The Random Subspace Method is another meta-algorithm proposed by Ho [2] that performs the same transformations as Bagging but on the feature space.
Combining these two methods is called SubBag and is designed by Pance Panov and Saso Dzeroski [3].
Here the BaggingClassifier
and the BaggingRegressor
implement the SubBag meta-estimator.
For classification, BaggingClassificationModel
uses a majority vote of the base model predictions.
It can be either soft
or hard
, using the predicted classes or the predicted probabilities of each base model.
For regression, BaggingRegressionModel
uses the average of the base model predictions.
Parameters
The parameters available for Bagging are related to the number of base learners and the randomness of the subbag method.
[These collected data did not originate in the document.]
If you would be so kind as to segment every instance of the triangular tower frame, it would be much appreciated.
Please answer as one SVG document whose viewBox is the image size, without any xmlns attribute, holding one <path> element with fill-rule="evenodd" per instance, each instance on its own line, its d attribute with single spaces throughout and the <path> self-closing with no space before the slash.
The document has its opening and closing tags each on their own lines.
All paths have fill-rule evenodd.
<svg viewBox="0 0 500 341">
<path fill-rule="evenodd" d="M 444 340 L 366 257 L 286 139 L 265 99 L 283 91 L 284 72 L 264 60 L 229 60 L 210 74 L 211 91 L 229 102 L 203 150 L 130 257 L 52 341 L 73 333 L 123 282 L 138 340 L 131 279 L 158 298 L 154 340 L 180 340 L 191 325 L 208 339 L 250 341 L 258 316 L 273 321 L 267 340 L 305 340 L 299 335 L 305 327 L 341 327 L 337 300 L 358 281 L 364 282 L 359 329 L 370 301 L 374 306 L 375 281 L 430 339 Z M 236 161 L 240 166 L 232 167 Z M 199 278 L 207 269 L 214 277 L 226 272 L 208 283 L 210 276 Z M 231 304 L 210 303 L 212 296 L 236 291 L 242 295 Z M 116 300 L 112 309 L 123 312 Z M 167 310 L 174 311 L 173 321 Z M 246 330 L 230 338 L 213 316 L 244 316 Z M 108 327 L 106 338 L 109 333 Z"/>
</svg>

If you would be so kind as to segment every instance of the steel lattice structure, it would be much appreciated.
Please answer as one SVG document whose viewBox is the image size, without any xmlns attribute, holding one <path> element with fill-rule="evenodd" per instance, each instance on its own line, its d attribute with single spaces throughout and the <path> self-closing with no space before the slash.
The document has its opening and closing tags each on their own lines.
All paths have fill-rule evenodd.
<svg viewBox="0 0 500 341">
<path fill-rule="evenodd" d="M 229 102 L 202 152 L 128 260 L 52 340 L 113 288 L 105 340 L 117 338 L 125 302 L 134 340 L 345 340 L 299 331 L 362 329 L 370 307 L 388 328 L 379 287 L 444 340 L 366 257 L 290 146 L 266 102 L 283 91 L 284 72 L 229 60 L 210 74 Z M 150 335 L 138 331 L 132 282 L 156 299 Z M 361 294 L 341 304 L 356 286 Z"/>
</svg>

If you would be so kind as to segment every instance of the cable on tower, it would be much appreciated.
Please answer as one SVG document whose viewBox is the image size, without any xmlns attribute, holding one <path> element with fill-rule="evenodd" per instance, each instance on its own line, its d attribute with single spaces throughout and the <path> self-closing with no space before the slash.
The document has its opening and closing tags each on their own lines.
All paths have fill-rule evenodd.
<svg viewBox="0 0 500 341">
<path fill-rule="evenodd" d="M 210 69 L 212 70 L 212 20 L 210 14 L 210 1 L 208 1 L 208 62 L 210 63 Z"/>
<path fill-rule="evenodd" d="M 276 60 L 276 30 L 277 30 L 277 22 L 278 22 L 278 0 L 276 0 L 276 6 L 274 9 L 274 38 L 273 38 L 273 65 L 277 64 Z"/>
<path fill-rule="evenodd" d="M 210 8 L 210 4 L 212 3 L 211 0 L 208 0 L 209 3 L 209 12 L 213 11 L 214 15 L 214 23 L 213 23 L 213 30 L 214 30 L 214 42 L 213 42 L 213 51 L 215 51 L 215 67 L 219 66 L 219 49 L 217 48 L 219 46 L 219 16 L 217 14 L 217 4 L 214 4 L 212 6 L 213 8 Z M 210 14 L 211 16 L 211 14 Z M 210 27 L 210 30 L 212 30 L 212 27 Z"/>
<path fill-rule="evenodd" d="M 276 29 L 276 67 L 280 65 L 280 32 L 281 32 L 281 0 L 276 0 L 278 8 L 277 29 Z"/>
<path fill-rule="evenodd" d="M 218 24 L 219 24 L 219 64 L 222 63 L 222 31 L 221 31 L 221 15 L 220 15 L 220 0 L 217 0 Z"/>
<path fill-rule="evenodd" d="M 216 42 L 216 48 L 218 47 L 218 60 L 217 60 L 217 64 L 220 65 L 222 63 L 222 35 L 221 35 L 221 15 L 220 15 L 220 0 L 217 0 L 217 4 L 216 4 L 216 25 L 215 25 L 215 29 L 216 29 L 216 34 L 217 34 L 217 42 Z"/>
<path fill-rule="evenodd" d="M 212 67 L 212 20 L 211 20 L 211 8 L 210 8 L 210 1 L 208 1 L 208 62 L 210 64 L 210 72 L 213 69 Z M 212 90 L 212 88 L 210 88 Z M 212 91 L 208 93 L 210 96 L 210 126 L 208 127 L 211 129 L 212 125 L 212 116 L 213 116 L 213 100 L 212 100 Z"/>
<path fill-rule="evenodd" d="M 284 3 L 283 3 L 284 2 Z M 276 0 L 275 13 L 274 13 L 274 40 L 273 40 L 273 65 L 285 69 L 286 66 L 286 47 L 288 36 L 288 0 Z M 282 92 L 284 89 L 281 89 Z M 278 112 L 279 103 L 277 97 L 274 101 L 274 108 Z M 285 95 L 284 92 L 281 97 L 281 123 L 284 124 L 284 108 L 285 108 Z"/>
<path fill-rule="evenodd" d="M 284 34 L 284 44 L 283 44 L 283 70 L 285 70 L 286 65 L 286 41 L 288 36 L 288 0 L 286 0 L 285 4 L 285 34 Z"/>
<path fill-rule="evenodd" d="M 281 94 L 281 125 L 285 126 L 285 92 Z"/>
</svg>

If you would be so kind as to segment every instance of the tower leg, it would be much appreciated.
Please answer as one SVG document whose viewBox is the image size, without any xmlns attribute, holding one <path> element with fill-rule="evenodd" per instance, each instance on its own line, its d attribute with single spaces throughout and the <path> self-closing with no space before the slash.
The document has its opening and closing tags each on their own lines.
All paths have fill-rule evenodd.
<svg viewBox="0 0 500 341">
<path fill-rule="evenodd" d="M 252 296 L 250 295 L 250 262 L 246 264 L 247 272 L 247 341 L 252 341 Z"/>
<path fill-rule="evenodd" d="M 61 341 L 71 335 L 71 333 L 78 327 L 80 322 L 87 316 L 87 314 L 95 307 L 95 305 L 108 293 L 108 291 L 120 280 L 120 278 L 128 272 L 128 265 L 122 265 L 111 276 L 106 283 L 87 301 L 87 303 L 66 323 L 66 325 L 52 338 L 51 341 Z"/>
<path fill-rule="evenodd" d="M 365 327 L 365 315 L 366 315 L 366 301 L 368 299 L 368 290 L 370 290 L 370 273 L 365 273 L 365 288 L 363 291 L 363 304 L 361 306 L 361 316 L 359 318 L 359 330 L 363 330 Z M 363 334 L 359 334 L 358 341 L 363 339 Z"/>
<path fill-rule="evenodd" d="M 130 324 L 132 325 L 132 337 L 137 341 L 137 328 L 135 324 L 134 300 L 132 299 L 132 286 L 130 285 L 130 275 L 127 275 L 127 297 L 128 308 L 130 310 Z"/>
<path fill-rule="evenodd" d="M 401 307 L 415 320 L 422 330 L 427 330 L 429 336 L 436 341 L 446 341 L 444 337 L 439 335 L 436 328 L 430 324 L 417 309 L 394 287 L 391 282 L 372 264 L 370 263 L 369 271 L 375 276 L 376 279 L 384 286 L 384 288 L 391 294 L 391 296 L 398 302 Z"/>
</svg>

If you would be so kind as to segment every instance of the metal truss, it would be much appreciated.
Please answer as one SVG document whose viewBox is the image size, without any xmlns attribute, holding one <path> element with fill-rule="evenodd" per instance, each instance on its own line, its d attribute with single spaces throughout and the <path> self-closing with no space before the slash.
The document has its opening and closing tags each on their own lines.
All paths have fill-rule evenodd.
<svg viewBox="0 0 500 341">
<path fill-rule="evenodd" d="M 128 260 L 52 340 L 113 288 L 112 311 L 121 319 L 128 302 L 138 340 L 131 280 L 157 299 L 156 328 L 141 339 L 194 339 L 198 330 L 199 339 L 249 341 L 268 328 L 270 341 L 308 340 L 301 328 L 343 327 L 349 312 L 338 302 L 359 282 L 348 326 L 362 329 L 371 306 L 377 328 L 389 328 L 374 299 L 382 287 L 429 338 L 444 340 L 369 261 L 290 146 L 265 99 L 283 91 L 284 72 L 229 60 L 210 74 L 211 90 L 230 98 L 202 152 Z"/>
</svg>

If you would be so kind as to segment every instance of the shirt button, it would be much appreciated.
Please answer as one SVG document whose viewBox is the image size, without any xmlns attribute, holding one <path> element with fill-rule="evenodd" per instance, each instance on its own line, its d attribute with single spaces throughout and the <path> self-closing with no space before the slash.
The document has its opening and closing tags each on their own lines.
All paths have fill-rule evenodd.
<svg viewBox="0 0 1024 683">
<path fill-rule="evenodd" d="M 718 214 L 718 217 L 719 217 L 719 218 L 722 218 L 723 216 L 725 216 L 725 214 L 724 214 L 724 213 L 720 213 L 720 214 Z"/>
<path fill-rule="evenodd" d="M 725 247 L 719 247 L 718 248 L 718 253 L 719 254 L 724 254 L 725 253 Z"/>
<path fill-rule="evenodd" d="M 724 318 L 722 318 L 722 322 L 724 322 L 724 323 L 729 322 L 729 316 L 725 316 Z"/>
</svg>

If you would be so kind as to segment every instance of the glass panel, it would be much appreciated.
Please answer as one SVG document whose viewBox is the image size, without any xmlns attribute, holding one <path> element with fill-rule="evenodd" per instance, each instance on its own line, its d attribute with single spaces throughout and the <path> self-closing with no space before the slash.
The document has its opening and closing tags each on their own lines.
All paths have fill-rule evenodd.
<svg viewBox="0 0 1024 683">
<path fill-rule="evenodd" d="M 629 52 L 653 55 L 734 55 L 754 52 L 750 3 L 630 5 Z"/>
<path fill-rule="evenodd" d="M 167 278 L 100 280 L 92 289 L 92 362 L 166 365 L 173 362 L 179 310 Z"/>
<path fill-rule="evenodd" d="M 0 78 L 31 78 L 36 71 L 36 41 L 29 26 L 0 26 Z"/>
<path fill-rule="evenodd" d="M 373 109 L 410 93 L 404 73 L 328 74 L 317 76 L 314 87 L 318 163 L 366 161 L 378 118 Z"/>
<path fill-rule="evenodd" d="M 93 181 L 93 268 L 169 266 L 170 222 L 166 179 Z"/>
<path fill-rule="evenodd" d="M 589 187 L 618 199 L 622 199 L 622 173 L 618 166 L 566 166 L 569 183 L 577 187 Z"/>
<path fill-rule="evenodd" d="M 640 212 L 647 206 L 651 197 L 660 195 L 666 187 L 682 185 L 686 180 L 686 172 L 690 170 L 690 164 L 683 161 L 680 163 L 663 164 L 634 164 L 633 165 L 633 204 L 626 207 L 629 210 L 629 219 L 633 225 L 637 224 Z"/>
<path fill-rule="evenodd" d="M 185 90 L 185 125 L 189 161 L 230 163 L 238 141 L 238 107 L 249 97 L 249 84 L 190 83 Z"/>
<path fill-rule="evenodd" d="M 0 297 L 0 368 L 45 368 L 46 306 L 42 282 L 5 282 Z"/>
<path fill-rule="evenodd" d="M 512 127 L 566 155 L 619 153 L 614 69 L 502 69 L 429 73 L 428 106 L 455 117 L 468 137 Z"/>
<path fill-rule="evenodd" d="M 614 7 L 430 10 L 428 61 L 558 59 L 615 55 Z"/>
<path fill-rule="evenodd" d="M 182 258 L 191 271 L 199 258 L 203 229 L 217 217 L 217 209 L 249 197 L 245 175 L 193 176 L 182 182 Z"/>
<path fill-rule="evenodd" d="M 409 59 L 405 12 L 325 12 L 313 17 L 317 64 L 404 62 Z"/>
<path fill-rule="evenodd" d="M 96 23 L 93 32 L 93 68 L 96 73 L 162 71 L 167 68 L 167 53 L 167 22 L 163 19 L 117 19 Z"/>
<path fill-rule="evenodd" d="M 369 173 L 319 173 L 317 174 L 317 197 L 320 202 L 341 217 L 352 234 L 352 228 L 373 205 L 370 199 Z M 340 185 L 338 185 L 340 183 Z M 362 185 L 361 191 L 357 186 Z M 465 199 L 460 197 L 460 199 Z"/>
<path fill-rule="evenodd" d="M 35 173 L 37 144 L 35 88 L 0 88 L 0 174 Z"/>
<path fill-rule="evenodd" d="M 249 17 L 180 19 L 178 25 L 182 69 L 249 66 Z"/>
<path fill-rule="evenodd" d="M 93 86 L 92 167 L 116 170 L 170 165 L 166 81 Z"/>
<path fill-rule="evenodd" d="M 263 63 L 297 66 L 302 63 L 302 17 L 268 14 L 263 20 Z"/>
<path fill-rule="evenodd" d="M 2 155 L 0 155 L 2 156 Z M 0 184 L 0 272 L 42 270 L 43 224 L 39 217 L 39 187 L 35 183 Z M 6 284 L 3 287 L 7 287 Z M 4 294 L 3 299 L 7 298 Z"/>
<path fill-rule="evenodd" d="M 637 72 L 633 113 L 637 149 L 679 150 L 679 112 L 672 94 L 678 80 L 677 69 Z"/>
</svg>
import org.apache.spark.ml.classification.{BaggingClassifier, DecisionTreeClassifier}
import org.apache.spark.ml.regression.{BaggingRegressor, DecisionTreeRegressor}
new BaggingClassifier()
.setBaseLearner(new DecisionTreeClassifier()) //Base learner used by the meta-estimator.
.setNumBaseLearners(10) //Number of base learners.
.setSubsampleRatio(0.8) //Ratio sampling of examples.
.setReplacement(true) //Samples drawn with replacement or not.
.setSubspaceRatio(0.8) //Ratio sampling of features.
.setVotingStrategy("soft") //Soft or Hard majority vote.
.setParallelism(4) //Number of base learners trained simultaneously.
new BaggingRegressor()
.setBaseLearner(new DecisionTreeRegressor()) //Base learner used by the meta-estimator.
.setNumBaseLearners(10) //Number of base learners.
.setSubsampleRatio(0.8) //Sampling ratio of examples.
.setReplacement(true) //Samples drawn with replacement or not.
.setSubspaceRatio(0.8) //Sampling ratio of features.
.setParallelism(4) //Number of base learners trained simultaneously.